A ghostly feminist fable, Amina Cain's Indelicacy is the story of a woman navigating between gender and class roles to empower herself and fulfill her dreams.
In 'a strangely ageless world somewhere between Emily Dickinson and David Lynch' (Blake Butler), a cleaning woman at a museum of art nurtures aspirations to do more than simply dust the paintings around her. She dreams of having the liberty to explore them in writing, and so must find a way to win herself the time and security to use her mind. She escapes her lot by marrying a rich man, but having gained a husband, a house, high society and a maid, she finds that her new life of privilege is no less constrained. Not only has she taken up different forms of time-consuming labor-social and erotic-but she is now, however passively, forcing other women to clean up after her. Perhaps another and more drastic solution is necessary?

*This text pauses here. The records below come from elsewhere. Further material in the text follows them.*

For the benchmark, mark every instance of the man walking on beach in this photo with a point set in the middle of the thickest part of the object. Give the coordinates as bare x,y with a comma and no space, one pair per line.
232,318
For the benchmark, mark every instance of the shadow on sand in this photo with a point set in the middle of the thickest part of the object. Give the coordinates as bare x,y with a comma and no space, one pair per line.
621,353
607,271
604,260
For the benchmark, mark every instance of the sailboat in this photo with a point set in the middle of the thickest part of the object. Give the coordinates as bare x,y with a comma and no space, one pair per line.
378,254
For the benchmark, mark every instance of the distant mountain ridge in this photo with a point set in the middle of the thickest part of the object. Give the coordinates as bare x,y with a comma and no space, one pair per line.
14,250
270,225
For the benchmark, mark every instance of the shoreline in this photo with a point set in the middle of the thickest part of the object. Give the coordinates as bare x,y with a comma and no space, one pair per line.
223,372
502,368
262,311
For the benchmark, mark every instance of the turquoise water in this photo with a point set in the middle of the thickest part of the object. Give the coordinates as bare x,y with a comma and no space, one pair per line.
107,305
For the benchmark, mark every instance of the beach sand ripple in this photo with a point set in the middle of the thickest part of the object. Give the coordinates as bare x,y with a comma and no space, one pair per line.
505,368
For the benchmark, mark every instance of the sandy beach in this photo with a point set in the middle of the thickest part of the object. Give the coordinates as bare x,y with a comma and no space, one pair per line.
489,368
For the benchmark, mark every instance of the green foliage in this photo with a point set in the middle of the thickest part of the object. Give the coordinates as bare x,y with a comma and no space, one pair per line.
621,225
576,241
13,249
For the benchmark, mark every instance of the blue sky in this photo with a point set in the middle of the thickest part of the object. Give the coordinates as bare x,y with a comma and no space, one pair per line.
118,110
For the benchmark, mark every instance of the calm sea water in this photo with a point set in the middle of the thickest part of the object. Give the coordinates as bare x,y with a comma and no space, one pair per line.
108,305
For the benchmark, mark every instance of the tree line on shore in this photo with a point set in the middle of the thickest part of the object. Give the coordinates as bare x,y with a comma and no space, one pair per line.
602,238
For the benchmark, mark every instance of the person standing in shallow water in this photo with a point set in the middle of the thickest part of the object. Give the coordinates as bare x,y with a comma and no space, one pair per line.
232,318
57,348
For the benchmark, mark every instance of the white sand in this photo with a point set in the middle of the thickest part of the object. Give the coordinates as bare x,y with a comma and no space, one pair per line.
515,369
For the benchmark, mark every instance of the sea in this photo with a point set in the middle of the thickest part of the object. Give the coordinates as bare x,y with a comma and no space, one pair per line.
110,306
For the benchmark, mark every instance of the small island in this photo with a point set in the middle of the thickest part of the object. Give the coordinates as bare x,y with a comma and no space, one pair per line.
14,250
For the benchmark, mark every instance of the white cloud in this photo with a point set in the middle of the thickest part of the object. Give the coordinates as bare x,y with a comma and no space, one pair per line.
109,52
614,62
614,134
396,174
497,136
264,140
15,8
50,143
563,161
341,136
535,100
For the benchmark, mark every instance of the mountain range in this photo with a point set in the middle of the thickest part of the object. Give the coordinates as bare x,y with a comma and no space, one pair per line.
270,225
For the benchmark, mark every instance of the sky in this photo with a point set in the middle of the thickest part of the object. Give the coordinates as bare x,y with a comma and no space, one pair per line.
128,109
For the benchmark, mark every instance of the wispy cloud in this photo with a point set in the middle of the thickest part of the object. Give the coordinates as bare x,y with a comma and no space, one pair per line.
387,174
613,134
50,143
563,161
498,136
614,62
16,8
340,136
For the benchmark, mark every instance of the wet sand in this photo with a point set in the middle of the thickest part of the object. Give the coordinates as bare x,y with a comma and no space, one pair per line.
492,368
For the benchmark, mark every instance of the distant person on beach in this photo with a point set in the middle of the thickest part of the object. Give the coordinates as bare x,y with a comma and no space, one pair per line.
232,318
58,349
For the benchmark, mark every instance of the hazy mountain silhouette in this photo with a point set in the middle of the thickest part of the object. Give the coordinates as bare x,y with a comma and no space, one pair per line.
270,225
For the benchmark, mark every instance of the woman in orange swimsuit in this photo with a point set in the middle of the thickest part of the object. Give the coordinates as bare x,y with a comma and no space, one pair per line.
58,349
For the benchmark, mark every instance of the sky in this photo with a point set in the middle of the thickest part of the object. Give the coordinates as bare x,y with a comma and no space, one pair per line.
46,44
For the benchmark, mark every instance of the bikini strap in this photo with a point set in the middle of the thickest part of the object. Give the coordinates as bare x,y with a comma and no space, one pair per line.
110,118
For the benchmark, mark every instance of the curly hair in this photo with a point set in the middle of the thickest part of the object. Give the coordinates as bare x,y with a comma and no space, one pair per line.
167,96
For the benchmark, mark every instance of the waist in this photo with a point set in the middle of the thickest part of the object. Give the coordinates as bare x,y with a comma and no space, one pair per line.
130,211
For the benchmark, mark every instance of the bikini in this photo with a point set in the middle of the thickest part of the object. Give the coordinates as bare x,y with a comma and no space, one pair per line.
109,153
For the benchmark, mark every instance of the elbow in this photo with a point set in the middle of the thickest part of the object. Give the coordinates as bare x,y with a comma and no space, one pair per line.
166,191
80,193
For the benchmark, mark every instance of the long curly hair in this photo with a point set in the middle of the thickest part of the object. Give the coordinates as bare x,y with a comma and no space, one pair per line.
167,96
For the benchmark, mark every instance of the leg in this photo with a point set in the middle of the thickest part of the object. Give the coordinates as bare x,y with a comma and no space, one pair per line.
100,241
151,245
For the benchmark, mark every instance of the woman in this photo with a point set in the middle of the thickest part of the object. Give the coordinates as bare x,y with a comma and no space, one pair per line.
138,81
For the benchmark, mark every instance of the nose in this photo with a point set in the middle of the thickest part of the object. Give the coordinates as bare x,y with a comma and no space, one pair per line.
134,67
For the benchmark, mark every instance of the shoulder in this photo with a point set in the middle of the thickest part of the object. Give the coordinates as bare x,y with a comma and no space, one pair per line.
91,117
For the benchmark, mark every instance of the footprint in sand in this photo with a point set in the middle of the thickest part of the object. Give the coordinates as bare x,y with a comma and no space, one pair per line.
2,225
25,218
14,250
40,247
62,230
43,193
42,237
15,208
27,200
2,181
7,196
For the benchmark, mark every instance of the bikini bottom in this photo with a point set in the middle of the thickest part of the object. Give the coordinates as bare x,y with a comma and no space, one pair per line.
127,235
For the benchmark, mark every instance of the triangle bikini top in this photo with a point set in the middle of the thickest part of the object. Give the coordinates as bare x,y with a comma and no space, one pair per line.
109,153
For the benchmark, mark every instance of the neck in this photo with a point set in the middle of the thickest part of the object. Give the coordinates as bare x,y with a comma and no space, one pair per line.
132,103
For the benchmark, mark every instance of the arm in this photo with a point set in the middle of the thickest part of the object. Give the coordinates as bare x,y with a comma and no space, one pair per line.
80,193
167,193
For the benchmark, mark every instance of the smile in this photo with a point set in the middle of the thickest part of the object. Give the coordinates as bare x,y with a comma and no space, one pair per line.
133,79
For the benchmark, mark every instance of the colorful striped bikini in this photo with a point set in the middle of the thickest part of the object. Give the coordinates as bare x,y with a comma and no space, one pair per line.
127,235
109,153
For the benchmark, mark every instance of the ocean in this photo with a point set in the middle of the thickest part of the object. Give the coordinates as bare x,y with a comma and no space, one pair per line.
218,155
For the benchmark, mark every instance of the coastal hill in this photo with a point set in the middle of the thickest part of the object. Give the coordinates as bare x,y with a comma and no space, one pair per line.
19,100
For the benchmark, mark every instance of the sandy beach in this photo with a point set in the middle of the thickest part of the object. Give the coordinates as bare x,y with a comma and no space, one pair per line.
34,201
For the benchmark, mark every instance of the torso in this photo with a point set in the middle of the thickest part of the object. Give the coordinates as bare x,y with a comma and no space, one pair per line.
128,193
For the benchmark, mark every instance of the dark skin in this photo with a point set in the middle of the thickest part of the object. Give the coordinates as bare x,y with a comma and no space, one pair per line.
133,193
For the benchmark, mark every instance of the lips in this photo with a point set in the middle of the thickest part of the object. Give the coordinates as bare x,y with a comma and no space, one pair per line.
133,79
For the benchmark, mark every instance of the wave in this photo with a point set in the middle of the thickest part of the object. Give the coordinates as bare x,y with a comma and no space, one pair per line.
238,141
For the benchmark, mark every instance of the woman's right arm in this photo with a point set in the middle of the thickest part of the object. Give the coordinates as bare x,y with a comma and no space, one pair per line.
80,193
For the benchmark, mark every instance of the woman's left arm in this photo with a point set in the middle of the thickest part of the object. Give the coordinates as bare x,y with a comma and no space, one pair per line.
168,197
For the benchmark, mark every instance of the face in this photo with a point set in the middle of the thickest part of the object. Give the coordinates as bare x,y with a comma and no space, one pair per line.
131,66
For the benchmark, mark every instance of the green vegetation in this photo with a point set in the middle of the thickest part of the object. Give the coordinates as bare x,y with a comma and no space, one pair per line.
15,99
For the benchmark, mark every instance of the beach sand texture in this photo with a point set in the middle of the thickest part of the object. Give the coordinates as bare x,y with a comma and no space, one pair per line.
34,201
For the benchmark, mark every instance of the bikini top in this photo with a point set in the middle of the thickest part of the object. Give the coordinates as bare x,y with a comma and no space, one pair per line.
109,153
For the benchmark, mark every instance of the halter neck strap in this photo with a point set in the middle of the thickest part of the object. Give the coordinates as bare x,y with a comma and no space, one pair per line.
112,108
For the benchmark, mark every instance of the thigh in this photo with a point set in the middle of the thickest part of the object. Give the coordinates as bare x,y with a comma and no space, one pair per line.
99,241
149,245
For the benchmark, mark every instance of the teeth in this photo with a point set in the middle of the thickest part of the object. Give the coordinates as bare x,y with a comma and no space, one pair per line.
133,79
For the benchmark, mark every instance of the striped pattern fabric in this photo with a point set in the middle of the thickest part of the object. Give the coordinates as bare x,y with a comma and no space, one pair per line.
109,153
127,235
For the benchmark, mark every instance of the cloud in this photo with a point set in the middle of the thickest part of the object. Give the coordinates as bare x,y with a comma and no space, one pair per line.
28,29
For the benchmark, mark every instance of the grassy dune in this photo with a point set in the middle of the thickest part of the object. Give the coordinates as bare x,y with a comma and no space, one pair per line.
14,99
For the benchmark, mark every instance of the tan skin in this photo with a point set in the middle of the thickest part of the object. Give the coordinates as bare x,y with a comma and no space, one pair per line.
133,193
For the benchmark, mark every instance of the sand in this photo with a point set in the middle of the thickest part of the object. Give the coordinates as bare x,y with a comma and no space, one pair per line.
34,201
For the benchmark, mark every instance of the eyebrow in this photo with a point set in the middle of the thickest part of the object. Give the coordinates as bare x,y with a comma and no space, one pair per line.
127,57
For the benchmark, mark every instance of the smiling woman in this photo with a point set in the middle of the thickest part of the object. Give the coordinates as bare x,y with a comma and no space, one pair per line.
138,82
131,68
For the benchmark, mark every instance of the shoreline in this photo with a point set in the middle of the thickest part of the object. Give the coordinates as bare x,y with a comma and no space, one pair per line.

Reminiscent of a lost Victorian classic in miniature, yet taking equal inspiration from such modern authors as Jean Rhys, Octavia Butler, Clarice Lispector and Jean Genet, Amina Cain's Indelicacy is at once a ghost story without a ghost, a fable without a moral and a down-to-earth investigation of the barriers faced by women in both life and literature. It is a novel about seeing, class, desire, anxiety, pleasure, friendship and the battle to find one's true calling.